Di Luchetti in passato ho visto solo La scuola e, dopo una dozzina d’anni, devo dire che ne conservo ancora un buon ricordo. Così come penso conserverò un buon ricordo di questo ennesimo racconto di formazione, che esplora la vita di un ragazzo tirato dentro il caos ideologico, politico, sociale degli anni sessanta e settanta. Il rapporto col fratello attivista di sinistra e con la famiglia tutta, la scoperta dell’amore, l’indecisione ideologica e tutti i soliti argomenti trattati da questo genere di film. Nulla di nuovo e, soprattutto, nulla di particolarmente coraggioso, senza particolari idee o prese di posizione. Ma un film piacevole, divertente, che scorre via e merita la visione anche solo per le belle prove di Angela Finocchiaro e di uno strepitoso Elio Germano (che, diciamocelo, caga in testa al pur efficace Scamarcio).

Concorso
Paranoid Park (Francia/USA)
di Gus Van Sant
con Gabe Nevins, Daniel Liu, Taylor Momsen
Premio speciale per il 60° anniversario a Gus Van Sant

Gus Van Sant, c’è poco da fare, non è proprio nelle mie corde. E la cosa è tanto più evidente se penso che l’unico suo film (dei pochi che ho visto, va detto) ad avermi davvero soddisfatto è Good Will Hunting, quello probabilmente meno “suo” e più marchettaro.
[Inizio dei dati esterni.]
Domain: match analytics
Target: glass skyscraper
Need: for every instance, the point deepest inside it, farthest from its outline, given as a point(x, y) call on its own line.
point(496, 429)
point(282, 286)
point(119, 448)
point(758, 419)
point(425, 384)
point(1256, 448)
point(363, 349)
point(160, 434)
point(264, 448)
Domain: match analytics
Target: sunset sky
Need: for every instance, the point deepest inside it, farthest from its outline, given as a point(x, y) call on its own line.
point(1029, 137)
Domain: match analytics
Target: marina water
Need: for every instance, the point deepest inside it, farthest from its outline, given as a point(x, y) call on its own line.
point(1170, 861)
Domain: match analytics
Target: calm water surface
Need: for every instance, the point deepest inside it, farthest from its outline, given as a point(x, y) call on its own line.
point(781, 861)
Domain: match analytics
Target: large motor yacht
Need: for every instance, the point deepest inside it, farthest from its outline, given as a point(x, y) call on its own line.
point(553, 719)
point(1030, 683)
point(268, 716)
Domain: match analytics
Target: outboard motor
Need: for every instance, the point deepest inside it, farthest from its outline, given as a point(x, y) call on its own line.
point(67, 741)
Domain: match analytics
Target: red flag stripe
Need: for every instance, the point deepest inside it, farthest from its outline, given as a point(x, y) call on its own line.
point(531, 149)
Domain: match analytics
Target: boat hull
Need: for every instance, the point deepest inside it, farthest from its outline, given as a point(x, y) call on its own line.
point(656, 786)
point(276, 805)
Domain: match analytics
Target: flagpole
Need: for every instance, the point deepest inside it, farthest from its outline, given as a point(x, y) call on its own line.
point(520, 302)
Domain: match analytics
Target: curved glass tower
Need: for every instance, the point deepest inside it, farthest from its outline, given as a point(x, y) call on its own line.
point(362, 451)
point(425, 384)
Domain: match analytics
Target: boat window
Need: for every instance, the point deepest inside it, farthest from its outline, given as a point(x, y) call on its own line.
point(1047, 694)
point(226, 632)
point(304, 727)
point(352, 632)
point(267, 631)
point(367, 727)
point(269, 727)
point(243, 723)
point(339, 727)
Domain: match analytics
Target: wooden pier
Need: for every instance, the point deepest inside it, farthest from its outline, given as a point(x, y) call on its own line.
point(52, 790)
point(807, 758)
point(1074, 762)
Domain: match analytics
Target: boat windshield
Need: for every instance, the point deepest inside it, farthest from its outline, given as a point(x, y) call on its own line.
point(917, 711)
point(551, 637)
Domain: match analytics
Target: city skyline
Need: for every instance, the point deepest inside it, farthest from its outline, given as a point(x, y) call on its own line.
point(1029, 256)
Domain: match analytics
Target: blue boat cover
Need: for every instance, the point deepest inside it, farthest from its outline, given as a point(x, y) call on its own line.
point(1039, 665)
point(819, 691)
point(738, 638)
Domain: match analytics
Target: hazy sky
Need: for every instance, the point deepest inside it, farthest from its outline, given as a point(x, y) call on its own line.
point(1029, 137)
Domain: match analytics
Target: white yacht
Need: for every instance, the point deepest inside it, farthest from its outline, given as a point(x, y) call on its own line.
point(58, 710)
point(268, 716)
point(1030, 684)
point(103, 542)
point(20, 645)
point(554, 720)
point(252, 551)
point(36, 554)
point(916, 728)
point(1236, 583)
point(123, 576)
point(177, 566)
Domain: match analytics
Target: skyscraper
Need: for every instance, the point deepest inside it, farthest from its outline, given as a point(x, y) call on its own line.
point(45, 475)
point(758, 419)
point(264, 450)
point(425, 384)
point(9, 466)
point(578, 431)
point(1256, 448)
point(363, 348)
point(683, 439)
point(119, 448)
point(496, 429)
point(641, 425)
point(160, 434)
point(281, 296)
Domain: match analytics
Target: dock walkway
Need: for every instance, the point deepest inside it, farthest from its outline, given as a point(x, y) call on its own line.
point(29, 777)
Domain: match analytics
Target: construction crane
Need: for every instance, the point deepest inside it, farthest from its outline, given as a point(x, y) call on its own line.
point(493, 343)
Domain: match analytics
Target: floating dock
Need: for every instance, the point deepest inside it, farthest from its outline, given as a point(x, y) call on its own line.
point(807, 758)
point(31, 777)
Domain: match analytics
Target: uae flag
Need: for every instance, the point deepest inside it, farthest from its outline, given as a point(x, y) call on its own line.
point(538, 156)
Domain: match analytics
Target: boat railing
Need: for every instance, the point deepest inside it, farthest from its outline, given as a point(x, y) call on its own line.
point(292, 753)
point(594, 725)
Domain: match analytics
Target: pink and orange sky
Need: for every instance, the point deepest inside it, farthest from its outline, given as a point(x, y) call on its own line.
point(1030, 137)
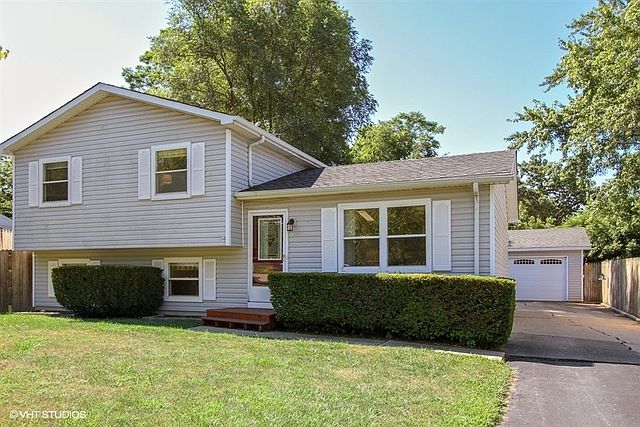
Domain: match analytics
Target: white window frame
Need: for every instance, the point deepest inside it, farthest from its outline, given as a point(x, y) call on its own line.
point(279, 219)
point(41, 182)
point(167, 273)
point(164, 147)
point(383, 235)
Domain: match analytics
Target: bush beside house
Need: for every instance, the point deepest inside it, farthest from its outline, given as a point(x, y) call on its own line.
point(467, 310)
point(109, 290)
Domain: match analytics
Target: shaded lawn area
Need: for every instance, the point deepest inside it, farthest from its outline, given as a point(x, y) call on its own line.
point(155, 372)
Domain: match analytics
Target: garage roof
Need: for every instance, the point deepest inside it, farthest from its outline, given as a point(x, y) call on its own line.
point(552, 238)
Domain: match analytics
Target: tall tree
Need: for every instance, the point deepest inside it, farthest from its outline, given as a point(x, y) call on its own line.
point(612, 216)
point(296, 67)
point(6, 186)
point(596, 130)
point(405, 136)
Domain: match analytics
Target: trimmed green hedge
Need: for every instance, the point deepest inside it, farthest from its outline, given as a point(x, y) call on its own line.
point(109, 290)
point(467, 310)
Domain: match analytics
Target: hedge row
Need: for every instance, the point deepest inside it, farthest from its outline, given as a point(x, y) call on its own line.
point(109, 290)
point(467, 310)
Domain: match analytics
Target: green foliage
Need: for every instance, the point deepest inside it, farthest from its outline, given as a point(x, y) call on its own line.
point(468, 310)
point(6, 186)
point(296, 67)
point(612, 216)
point(596, 132)
point(109, 290)
point(549, 192)
point(405, 136)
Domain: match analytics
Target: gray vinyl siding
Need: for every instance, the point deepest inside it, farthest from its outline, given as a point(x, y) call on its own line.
point(501, 230)
point(231, 274)
point(485, 262)
point(574, 268)
point(268, 164)
point(305, 240)
point(108, 136)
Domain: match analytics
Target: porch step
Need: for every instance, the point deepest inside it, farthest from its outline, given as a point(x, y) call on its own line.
point(241, 318)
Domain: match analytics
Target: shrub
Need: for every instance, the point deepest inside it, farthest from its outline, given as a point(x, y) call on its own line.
point(467, 310)
point(109, 290)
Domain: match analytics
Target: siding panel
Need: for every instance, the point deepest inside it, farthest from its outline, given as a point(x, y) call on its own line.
point(108, 136)
point(232, 280)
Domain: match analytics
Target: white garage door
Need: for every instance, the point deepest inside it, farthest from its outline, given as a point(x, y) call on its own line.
point(539, 279)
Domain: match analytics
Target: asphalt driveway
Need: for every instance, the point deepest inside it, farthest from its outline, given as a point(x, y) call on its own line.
point(576, 365)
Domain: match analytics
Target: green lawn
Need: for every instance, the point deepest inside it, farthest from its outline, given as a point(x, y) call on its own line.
point(158, 373)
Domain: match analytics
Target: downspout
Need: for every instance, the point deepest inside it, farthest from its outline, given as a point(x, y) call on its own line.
point(476, 229)
point(250, 158)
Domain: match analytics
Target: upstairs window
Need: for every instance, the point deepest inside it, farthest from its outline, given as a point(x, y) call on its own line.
point(55, 181)
point(171, 170)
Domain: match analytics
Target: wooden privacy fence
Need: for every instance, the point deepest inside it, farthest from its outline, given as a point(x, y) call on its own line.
point(592, 285)
point(15, 281)
point(619, 282)
point(6, 239)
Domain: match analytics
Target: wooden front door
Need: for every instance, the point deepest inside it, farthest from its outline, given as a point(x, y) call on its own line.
point(267, 253)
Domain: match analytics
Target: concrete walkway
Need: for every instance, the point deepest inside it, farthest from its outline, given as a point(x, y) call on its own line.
point(575, 365)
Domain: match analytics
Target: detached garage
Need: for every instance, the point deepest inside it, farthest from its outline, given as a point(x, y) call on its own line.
point(547, 264)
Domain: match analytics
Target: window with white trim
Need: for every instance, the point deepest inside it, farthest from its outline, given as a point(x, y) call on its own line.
point(171, 170)
point(54, 181)
point(183, 279)
point(384, 236)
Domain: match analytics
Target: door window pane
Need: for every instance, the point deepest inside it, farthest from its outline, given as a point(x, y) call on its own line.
point(361, 252)
point(407, 251)
point(361, 222)
point(270, 239)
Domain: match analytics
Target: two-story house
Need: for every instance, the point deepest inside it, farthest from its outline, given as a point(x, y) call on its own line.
point(120, 177)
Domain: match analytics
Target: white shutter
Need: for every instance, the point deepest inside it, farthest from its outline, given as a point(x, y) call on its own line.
point(329, 229)
point(76, 180)
point(441, 219)
point(209, 279)
point(158, 263)
point(34, 185)
point(51, 265)
point(197, 169)
point(144, 174)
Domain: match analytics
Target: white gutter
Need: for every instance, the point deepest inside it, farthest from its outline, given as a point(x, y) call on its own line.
point(250, 158)
point(367, 188)
point(476, 228)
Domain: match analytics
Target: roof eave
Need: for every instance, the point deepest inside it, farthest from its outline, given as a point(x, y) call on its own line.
point(100, 90)
point(367, 188)
point(551, 248)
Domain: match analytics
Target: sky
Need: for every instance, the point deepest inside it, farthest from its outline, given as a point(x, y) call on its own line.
point(470, 65)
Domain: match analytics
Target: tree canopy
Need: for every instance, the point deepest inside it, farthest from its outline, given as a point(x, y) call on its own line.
point(595, 133)
point(405, 136)
point(296, 67)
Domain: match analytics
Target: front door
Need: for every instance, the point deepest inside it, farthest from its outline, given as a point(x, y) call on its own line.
point(268, 253)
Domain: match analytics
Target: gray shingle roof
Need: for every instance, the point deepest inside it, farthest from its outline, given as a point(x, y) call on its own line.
point(498, 163)
point(549, 238)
Comunque, con Paranoid Park siamo anni luce sopra a quella roba insopportabile di Last Days, vista sempre a Cannes due anni fa. Perlomeno c’è un personaggio con un minimo accenno di spessore, c’è una vicenda vagamente interessante, ci sono delle trovate di regia che sembrano avere senso. Epperò c’è anche la solita, insopportabile, sensazione che se ne potesse tirar fuori un mediometraggio, invece di un’ora e mezza che pesa come quattro. E poi, c’era davvero bisogno di menarsela con l’ennesimo film dalla scansione temporale scombinata, per raccontare di questo ragazzino sminchiato e sminchiatello, primattore in una tragedia da bassa periferia americana? No, perché cosa sia realmente accaduto lo si capisce dopo cinque minuti, e a quel punto il racconto incasinato serve solo a rompere i coglioni.